Table: RETAIL_SHIPMENT / Records - 7 Billion / Partitions - 120 Weekly Partitions
Table: CURR_YAGO_CAL - Has Weekend Dates and their Corresponding Year Ago Dates. Sample 2 records
Cal_Dt Yago_Dt
12/26/2009 12/27/2008
12/26/2009 12/26/2009
1/2/2010 1/3/2009
1/2/2010 1/2/2010
I have a query which looking at some metrics for a date and its Year Ago date. The Problem I am facing is when I pass the filter on the CAL_DT and Join the Shipment Table in CAL_DT it accesses only one partition of the RETAIL_SHIPMENT which is what we need.
Problem arises when we filter on the CAL_DT and join on the YAGO_DT with the RETAIL_SHIPMENT then the optimizer is doing a complete table scan which is taking hell lot of time.

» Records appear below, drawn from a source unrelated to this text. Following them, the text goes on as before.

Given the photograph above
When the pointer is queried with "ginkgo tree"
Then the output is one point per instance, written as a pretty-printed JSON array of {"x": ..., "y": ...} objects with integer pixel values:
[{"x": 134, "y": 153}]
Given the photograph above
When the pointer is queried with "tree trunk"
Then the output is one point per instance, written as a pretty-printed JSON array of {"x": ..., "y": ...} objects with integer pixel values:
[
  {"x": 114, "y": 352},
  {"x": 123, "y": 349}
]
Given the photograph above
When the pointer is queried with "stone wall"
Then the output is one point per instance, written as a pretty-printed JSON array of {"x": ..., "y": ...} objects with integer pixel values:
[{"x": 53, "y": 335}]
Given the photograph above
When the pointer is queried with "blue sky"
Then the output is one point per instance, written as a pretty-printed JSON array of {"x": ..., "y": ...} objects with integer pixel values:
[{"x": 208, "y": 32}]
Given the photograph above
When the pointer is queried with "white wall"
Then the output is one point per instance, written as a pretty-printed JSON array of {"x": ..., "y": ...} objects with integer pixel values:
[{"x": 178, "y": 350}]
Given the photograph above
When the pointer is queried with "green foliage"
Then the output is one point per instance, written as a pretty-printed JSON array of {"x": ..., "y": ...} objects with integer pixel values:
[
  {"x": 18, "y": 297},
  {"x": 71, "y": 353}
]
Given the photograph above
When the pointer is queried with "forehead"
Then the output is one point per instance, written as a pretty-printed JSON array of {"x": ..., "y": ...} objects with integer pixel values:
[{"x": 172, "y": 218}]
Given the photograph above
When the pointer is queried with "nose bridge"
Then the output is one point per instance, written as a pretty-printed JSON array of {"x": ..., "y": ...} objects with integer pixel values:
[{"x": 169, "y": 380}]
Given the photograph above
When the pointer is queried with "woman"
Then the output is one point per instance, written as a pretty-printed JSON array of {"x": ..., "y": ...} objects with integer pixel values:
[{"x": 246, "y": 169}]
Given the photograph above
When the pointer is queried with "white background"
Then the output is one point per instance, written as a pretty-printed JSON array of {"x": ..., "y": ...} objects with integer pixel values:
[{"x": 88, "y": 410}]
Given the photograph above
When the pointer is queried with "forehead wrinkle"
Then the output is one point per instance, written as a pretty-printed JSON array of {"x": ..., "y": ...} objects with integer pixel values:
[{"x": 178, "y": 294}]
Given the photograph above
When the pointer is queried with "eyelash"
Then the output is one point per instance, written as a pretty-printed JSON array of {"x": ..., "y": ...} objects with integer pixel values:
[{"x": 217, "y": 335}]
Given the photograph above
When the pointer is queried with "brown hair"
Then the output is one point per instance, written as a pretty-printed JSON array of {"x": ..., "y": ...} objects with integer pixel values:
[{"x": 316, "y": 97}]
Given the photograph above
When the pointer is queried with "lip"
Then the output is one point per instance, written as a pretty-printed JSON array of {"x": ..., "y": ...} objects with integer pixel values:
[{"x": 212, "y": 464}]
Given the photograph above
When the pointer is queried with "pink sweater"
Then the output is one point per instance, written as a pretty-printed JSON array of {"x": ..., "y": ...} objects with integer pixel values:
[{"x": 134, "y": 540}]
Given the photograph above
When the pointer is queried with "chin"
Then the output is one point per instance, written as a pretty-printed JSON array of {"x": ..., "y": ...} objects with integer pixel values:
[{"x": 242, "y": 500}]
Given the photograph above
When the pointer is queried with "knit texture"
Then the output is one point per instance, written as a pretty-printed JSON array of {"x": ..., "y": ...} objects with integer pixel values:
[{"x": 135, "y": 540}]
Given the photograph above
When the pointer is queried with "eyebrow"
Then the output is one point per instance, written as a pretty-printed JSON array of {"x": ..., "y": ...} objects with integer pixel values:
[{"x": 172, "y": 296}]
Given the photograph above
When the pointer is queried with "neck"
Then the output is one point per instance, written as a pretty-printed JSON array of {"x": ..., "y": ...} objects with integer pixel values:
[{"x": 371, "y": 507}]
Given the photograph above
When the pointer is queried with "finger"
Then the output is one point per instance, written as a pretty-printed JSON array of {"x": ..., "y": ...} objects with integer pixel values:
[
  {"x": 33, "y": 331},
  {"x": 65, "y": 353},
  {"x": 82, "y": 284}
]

Below are the two versions of the query and their corresponding Explain Plans. PLease see explain step no 4 and the last 2 statements of the query. Can anyone please share a way to resolve this or may be propose a different design to just read 2 partitions of RETAIL_SHIPMENT. Please ignore the low/high confidences for now as we have collected all the relevant stats and also the explain is from DEV hence low no of records. Any help would be appreciated.
SEL count(1) FROM
MIM_TBL.CURR_YAGO_CAL TMP
INNER JOIN
(
SELECT RTL_ID RetailID,
CATG_ID CATGID,
Shipment_Dt ,
MAX(Catg_Store_Selling_13Wk_Cnt) AS CatgStoreCount
FROM Mim_tbl.retail_shipment_t
GROUP BY 1,2,3
) CATG_STORE_AGG
ON
CATG_STORE_AGG.SHipment_DT = TMP.CAL_DT
WHERE TMP.CAL_DT = '2013-05-11'
1) First, we lock a distinct MIM_TBL."pseudo table" for read on a
RowHash to prevent global deadlock for MIM_TBL.TMP.

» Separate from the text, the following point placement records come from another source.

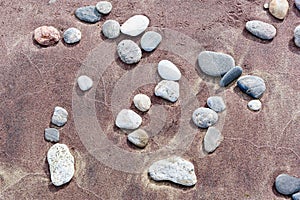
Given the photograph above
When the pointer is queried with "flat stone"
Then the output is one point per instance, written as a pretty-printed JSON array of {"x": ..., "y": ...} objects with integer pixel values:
[
  {"x": 139, "y": 138},
  {"x": 204, "y": 117},
  {"x": 128, "y": 119},
  {"x": 150, "y": 41},
  {"x": 84, "y": 82},
  {"x": 129, "y": 52},
  {"x": 168, "y": 71},
  {"x": 135, "y": 25},
  {"x": 261, "y": 29},
  {"x": 46, "y": 35},
  {"x": 168, "y": 90},
  {"x": 174, "y": 169},
  {"x": 60, "y": 116},
  {"x": 212, "y": 139},
  {"x": 287, "y": 185},
  {"x": 88, "y": 14},
  {"x": 216, "y": 103},
  {"x": 52, "y": 134},
  {"x": 61, "y": 164},
  {"x": 230, "y": 76},
  {"x": 254, "y": 86},
  {"x": 142, "y": 102},
  {"x": 111, "y": 29},
  {"x": 214, "y": 63}
]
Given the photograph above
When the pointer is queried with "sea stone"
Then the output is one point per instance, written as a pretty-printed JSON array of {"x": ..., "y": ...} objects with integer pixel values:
[
  {"x": 129, "y": 52},
  {"x": 204, "y": 117},
  {"x": 254, "y": 86},
  {"x": 214, "y": 63},
  {"x": 261, "y": 29},
  {"x": 168, "y": 71},
  {"x": 61, "y": 164},
  {"x": 135, "y": 25},
  {"x": 46, "y": 35},
  {"x": 168, "y": 90},
  {"x": 128, "y": 119},
  {"x": 174, "y": 169}
]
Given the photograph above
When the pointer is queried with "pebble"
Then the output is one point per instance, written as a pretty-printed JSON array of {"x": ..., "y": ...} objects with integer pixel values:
[
  {"x": 204, "y": 117},
  {"x": 279, "y": 8},
  {"x": 84, "y": 82},
  {"x": 150, "y": 41},
  {"x": 52, "y": 134},
  {"x": 212, "y": 139},
  {"x": 216, "y": 103},
  {"x": 111, "y": 29},
  {"x": 142, "y": 102},
  {"x": 128, "y": 119},
  {"x": 46, "y": 35},
  {"x": 287, "y": 185},
  {"x": 168, "y": 90},
  {"x": 139, "y": 138},
  {"x": 168, "y": 71},
  {"x": 104, "y": 7},
  {"x": 72, "y": 35},
  {"x": 60, "y": 116},
  {"x": 135, "y": 25},
  {"x": 254, "y": 86},
  {"x": 230, "y": 76},
  {"x": 214, "y": 63},
  {"x": 61, "y": 164},
  {"x": 261, "y": 29},
  {"x": 174, "y": 169},
  {"x": 129, "y": 52},
  {"x": 88, "y": 14}
]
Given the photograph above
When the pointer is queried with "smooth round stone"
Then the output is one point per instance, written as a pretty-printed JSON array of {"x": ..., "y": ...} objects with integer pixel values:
[
  {"x": 216, "y": 103},
  {"x": 111, "y": 29},
  {"x": 72, "y": 35},
  {"x": 174, "y": 169},
  {"x": 84, "y": 82},
  {"x": 128, "y": 119},
  {"x": 254, "y": 86},
  {"x": 230, "y": 76},
  {"x": 214, "y": 63},
  {"x": 135, "y": 25},
  {"x": 168, "y": 71},
  {"x": 139, "y": 138},
  {"x": 204, "y": 117},
  {"x": 104, "y": 7},
  {"x": 150, "y": 41},
  {"x": 287, "y": 185},
  {"x": 46, "y": 35},
  {"x": 168, "y": 90},
  {"x": 129, "y": 52},
  {"x": 88, "y": 14},
  {"x": 142, "y": 102},
  {"x": 261, "y": 29}
]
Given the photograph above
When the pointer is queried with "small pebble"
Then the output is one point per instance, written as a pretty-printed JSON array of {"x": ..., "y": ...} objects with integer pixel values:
[
  {"x": 254, "y": 86},
  {"x": 60, "y": 116},
  {"x": 84, "y": 82},
  {"x": 168, "y": 90},
  {"x": 174, "y": 169},
  {"x": 129, "y": 52},
  {"x": 168, "y": 71},
  {"x": 111, "y": 29},
  {"x": 88, "y": 14},
  {"x": 261, "y": 29},
  {"x": 142, "y": 102},
  {"x": 150, "y": 41},
  {"x": 214, "y": 63},
  {"x": 135, "y": 25},
  {"x": 204, "y": 117}
]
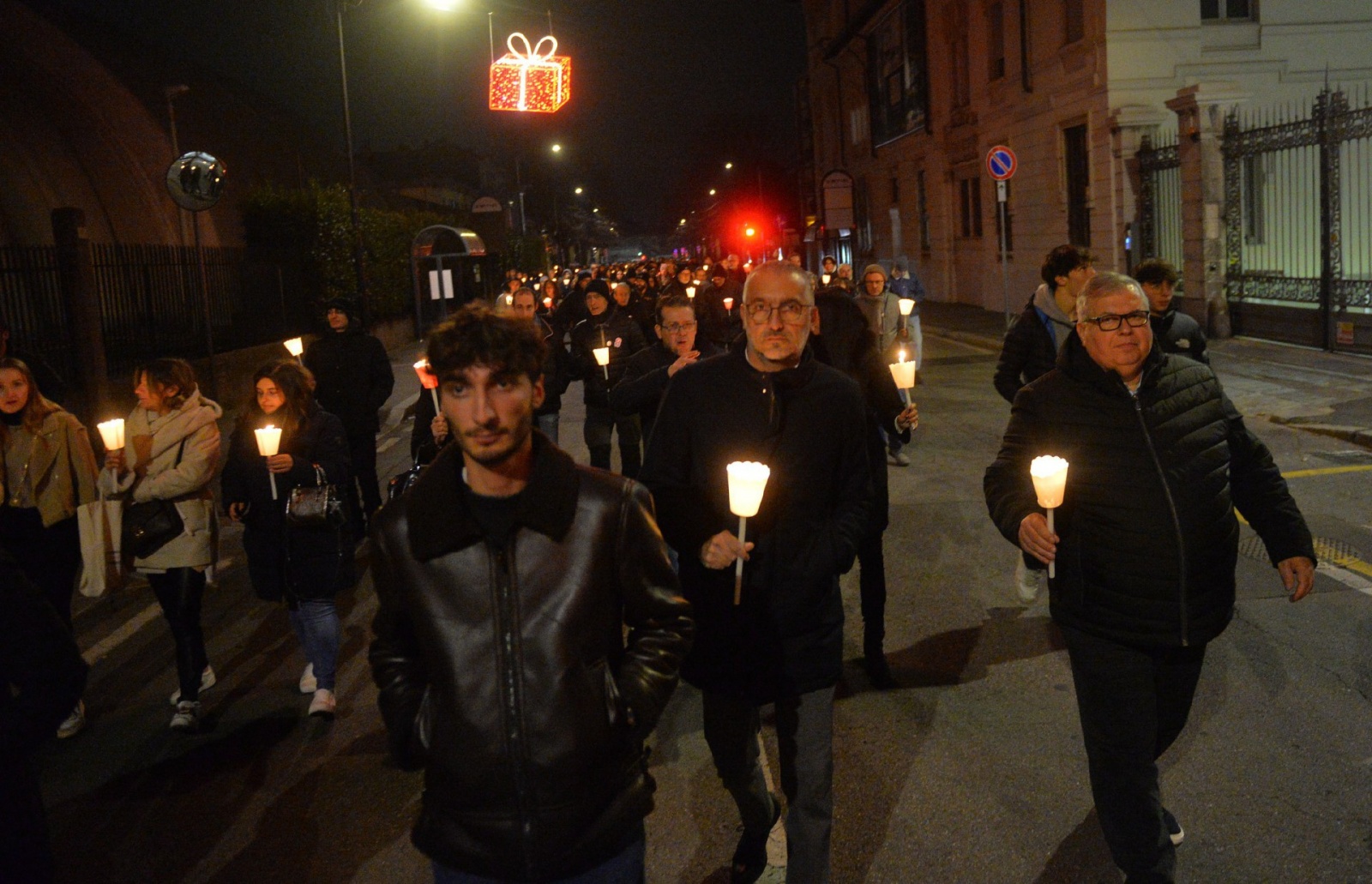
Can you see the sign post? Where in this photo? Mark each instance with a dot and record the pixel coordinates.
(1002, 164)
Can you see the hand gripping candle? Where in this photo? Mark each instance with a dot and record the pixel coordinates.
(269, 442)
(1050, 484)
(747, 482)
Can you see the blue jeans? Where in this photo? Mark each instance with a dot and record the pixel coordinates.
(316, 623)
(626, 868)
(548, 423)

2) Next, we lock a distinct Mim_tbl."pseudo table" for read on a
RowHash to prevent global deadlock for Mim_tbl.retail_shipment_t.
3) We lock MIM_TBL.TMP for read, and we lock
Mim_tbl.retail_shipment_t for read.
4) We do an all-AMPs SUM step to aggregate from a single partition of
Mim_tbl.retail_shipment_t with a condition of (
"Mim_tbl.retail_shipment_t.Shipment_Dt = DATE '2013-05-11'") with
a residual condition of ("Mim_tbl.retail_shipment_t.Shipment_Dt =
DATE '2013-05-11'") , grouping by field1 (
Mim_tbl.retail_shipment_t.Rtl_Id
,Mim_tbl.retail_shipment_t.Catg_Id
,Mim_tbl.retail_shipment_t.Shipment_Dt). Aggregate Intermediate
Results are computed locally, then placed in Spool 3. The size of
Spool 3 is estimated with low confidence to be 91,369 rows (
3,746,129 bytes). The estimated time for this step is 0.11
seconds.
5) We execute the following steps in parallel.
1) We do an all-AMPs RETRIEVE step from Spool 3 (Last Use) by
way of an all-rows scan into Spool 1 (used to materialize
view, derived table or table function CATG_STORE_AGG)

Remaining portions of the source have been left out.